Nei primi decenni del XX secolo si
rilevano ancora trasfigurazioni in edifici degli elementi strutturali delle grandi
costruzioni stradali. Basti pensare alla proposta di Charles L. Morgan del 1928 per un
ponte a Chicago, con i piloni configurati come torri accessibili dall’alto, proprio da
quella strada di sommità che ad essi si appoggia; oppure il piano del 1929 di Raymond
Hood per «Manhattan 1950» (fig. 3), che trasforma le torri e anche gli stralli dei ponti
in enormi edifici serviti dal piano stradale. Possiamo inoltre ricordare la proposta del
1961 di Geoffrey A. Jellicoe per «Motopia» (fig. 4), dove l’impianto della città è
definito dalle strade che costituiscono la copertura di una rete continua di edifici
abitati, resi accessibili dall’alto, mentre le aree degli isolati si
¶{p. 327}trasformano in parchi, giardini e spazi aperti che accolgono
edifici pubblici.
I tentativi di trasfigurare il
moltiplicarsi di strade e i sempre crescenti flussi di mobilità continuano negli anni
’60 e Lawrence Halprin nel suo libro Freeways (1966) prefigura
ancora strade multipiano con le fattezze di edifici, di alberi o persino di «skyway»
sostenute da altissimi piloni a traliccio.
Da queste varie proposte emerge una
prospettiva di inversione: tra spazio costruito e spazio aperto, tra strada ed
edificato, attraverso cui si sperimenta la capacità della
¶{p. 328}costruzione infrastrutturale di assimilare la città e il suolo
urbano.
2. Il riuso adattivo dei viadotti
Nel processo contemporaneo di
trasformazione delle infrastrutture in sistemi o dispositivi green,
capaci di innestare una transizione ecologica, assumono particolare interesse i riusi di
viadotti dismessi.
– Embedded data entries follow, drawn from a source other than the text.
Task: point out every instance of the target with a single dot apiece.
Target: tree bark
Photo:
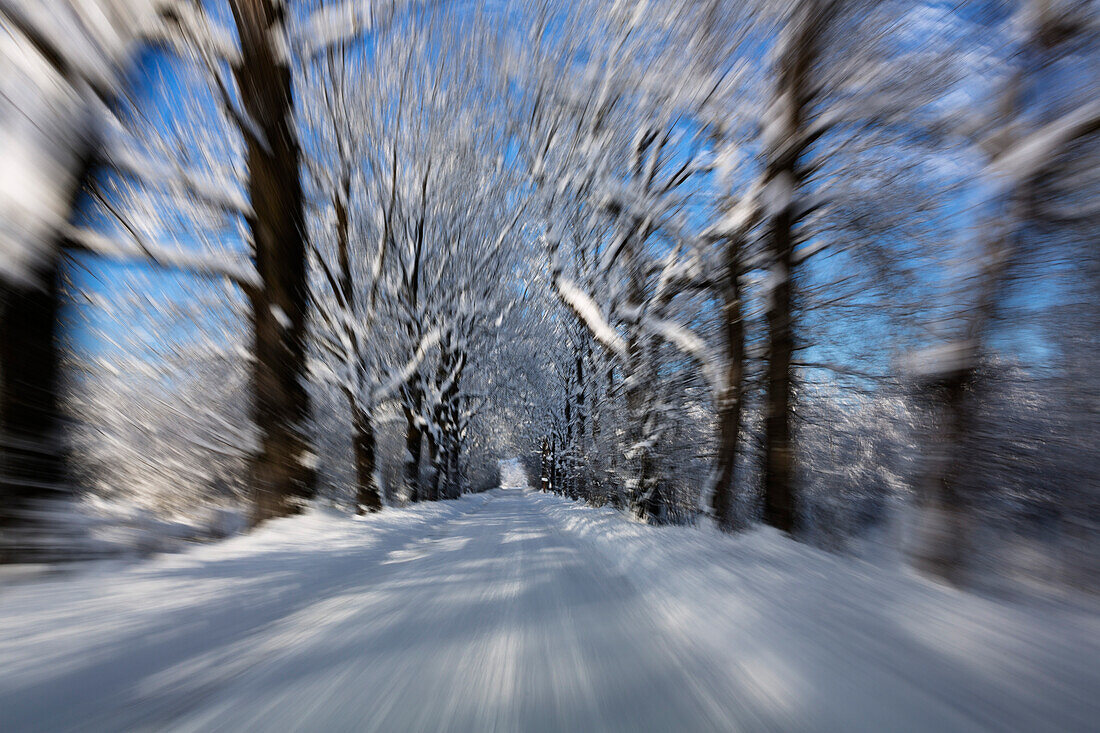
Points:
(729, 400)
(779, 509)
(367, 496)
(282, 471)
(414, 441)
(33, 468)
Alcune opere progettate a partire dagli anni ’80 del XX secolo hanno
dato il via a diverse sperimentazioni con sempre maggiore determinazione nel corso dei
primi decenni del XXI secolo.¶{p. 329}
Ricordiamo innanzitutto il Viaduc
des Arts con la Promenade plantée a Parigi (fig. 5), dove la sede di una linea
ferroviaria sopraelevata, dismessa dal 1969, è stata trasformata dal progetto di Patrick
Berger, Jacques Vergely & Philippe Mathieux in un parco lineare sopraelevato che dal
1997 entra a far parte del sistema verde tra l’Opéra Bastille e il famoso parco Bois de
Vincennes. Allo stesso tempo il viadotto riqualificato, con le sue 67 arcate che si
susseguono per oltre un chilometro e mezzo tra la Bastiglia e la Rue de Rambouillet,
accoglie una serie di laboratori artigianali, negozi e spazi espositivi.
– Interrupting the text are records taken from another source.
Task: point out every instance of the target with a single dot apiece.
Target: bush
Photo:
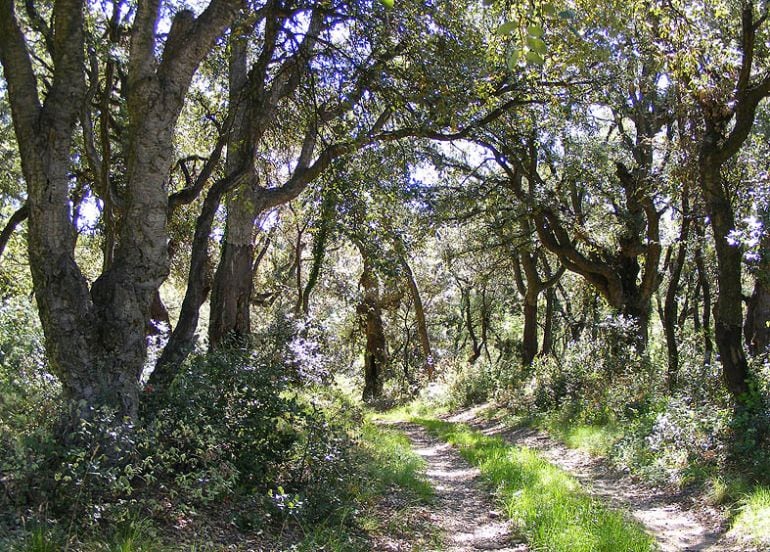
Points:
(595, 380)
(233, 426)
Dopo qualche anno dall’apertura
della Promenade plantée di Parigi, a New York si sviluppa un processo che porta al
recupero di un viadotto ferroviario costruito tra il 1929 e il 1934 e dismesso dal 1980,
grazie alla mobilitazione di alcune associazioni di cittadini e ad un concorso di
progettazione che nel 2004 prefigura il parco urbano dell’High Line (fig. 6).
Il progetto vincitore, redatto da
James Corner Field Operations, Diller Scofidio + Renfro e Piet Oudolf, si realizza in
diverse fasi, aprendo tra il 2009 e il 2019 le varie parti del parco alla città. Il
percorso sopraelevato si inoltra per circa 2 chilometri ad un’altezza di 8,80 metri dal
livello della strada e attraversa la parte occidentale di Manhattan, dal Meatpacking
District agli Hudson Rail Yards, con una larghezza variabile tra i 9 e 27 metri. Il
parco interpreta ¶{p. 330}l’eredità e la condizione di abbandono di
quella rovina postindustriale, dove la natura si era riappropriata di un pezzo di
infrastruttura urbana. Traduce la biodiversità che ha trovato spazio lungo il tratto
ferroviario dopo la sua caduta in rovina, in una serie di microclimi urbani specifici,
che comprendono spazi soleggiati, ombreggiati, umidi, secchi, ventosi e riparati.